Pongamos por caso
Imaginemos por un momento -da pavor- que, por cuestiones hereditarias esenciales a la monarquía, en lugar de jurar la Constitución el martes pasado Leonor lo hubiera hecho Froilán. No se rían, que Marichalar ocupa el cuarto lugar en la línea sucesoria al trono de España (y podría ocupar el primero si la Constitución no diera prevalencia al hombre sobre la mujer). Pongamos por caso que, como decía, en lugar de aspirar a ser reina una chica aparentemente sensata e inteligente, cuyos referentes son, según se cuenta, su madre y su abuela materna, liberales, feministas y más cercanas a los ideales republicanos que a los monárquicos, lo fuera su primo, un chaval, digamos, algo inmaduro y fanfarrón. ¿De qué estaríamos hablando ahora mismo?

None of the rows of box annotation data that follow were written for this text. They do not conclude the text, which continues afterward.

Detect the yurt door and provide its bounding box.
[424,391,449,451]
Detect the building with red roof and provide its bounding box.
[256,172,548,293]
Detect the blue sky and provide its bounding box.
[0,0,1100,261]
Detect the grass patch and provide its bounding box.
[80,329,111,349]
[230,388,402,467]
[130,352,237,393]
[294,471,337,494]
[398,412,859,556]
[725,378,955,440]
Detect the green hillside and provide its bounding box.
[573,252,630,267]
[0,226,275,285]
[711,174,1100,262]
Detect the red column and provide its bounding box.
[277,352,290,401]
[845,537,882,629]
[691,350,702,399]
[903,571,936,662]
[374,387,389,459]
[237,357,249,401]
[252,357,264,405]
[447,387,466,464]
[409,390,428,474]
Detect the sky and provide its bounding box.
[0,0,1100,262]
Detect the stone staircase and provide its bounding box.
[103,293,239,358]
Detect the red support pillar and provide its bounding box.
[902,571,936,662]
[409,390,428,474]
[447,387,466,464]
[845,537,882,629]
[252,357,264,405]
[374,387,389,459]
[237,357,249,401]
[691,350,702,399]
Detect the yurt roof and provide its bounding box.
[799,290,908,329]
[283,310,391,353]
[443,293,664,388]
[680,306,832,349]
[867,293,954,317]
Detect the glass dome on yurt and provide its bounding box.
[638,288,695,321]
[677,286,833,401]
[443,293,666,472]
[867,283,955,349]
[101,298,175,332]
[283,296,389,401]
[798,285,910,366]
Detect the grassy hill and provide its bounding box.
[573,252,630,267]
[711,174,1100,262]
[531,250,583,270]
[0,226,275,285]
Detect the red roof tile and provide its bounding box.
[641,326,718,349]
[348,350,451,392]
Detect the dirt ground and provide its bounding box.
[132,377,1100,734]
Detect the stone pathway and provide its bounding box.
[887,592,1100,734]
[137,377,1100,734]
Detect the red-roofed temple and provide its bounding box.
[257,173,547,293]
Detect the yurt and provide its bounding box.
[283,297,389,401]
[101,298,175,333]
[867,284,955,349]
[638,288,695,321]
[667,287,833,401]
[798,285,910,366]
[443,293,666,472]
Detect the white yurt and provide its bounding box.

Desde 2015 no hay encuestas oficiales sobre la corona. Se cortaron de raíz después de que se conocieran los desmanes y corruptelas del rey emérito, y no eran entonces muy halagüeñas. Es posible que hayan mejorado desde entonces. En cualquier caso, parece que el entusiasmo monárquico va por barrios. Y que entre los jóvenes no es desbordante. “Confíen en mí”, pidió Leonor. Damos gracias de que no nos lo pidiera Froilán.
Última llamada
Es justo que el aeropuerto de Alicante lleve el nombre de Miguel Hernández. Una denominación que honra al poeta y su legado, y proyecta internacionalmente, si cabe más, su figura. Me pregunto, sin embargo, mientras espero la salida de un vuelo, y contemplo su rostro que me interpela desde un mural, cómo se hubiera tomado él este agasajo. Cómo se sentiría en medio de esta confusión, de esta “Babel de las babeles”, entre estos “difíciles barrancos de escaleras”, y “calladas cataratas de ascensores”; él que era alto de mirar las palmeras y rudo de convivir con las montañas, y se vio bajo y blando en las aceras de la capital. Coincide este rencuentro con el poeta oriolano, con la aparición de las que probablemente sean las únicas imágenes en movimiento que vayamos a tener de él. Están rodadas en 1937, en Valencia, en el ‘II Congreso de Escritores Antifascistas en Defensa de la Cultura’. Miguel tiene 26 años, está sentado en las escaleras de un abarrotado hemiciclo, la mano apoyada en la barbilla, escuchando atentamente.
Suena en los altavoces de la terminal una última llamada para un lugar lejano. Llamo desesperadamente a Miguel para decirle que se suba a ese avión. Que lo va a salvar de la barbarie. Pero en la distancia no me oye.
La utopía compartida
A Joaquín Sánchez y a Fernando Bermúdez, ambos sacerdotes, los conocemos por sus obras. Por sus buenas obras. Por su inquebrantable defensa de los más desfavorecidos. Cuando no en las prisiones, en los desahucios; cuando no en los campos de refugiados, en las tierras más empobrecidas de América Latina. También sabemos de ellos por lo que escriben. De hecho, Joaquín y yo somos vecinos de página en el diario La Opinión de Murcia. Ambos acaban de publicar un libro, La utopía compartida, en forma de intercambio epistolar, para seguir, como aquel que dice, removiendo conciencias. El pasado miércoles lo presentaron en Cieza, en el Club Atalaya-Ateneo de la Villa, y tuve el honor de acompañarlos. Bajo este hermoso título, Joaquín y Fernando nos hablan de utopías, de las buenas. En sus cartas se interpelan, nos interpelan con preguntas existenciales, económicas, políticas, sociales, porque a pesar de creer en el Reino de los Cielos -o precisamente por ello, en su caso-, nada de lo humano les es ajeno. De ahí que clamen con profunda convicción por “la justicia, la paz, la libertad, la fraternidad, la sororidad, el perdón o la reconciliación”, que son posibles, nos dicen, en “esta humanidad sepultada por las guerras, la injusticia, la desigualdad, el racismo y la avaricia.
¿Un libro de reflexión, de pensamiento? Sin duda. Pero no un tratado de especulación metafísica. Ambos son sacerdotes, sí, pero más de calle y de gente que sufre que de púlpito. Utopía compartida, pues.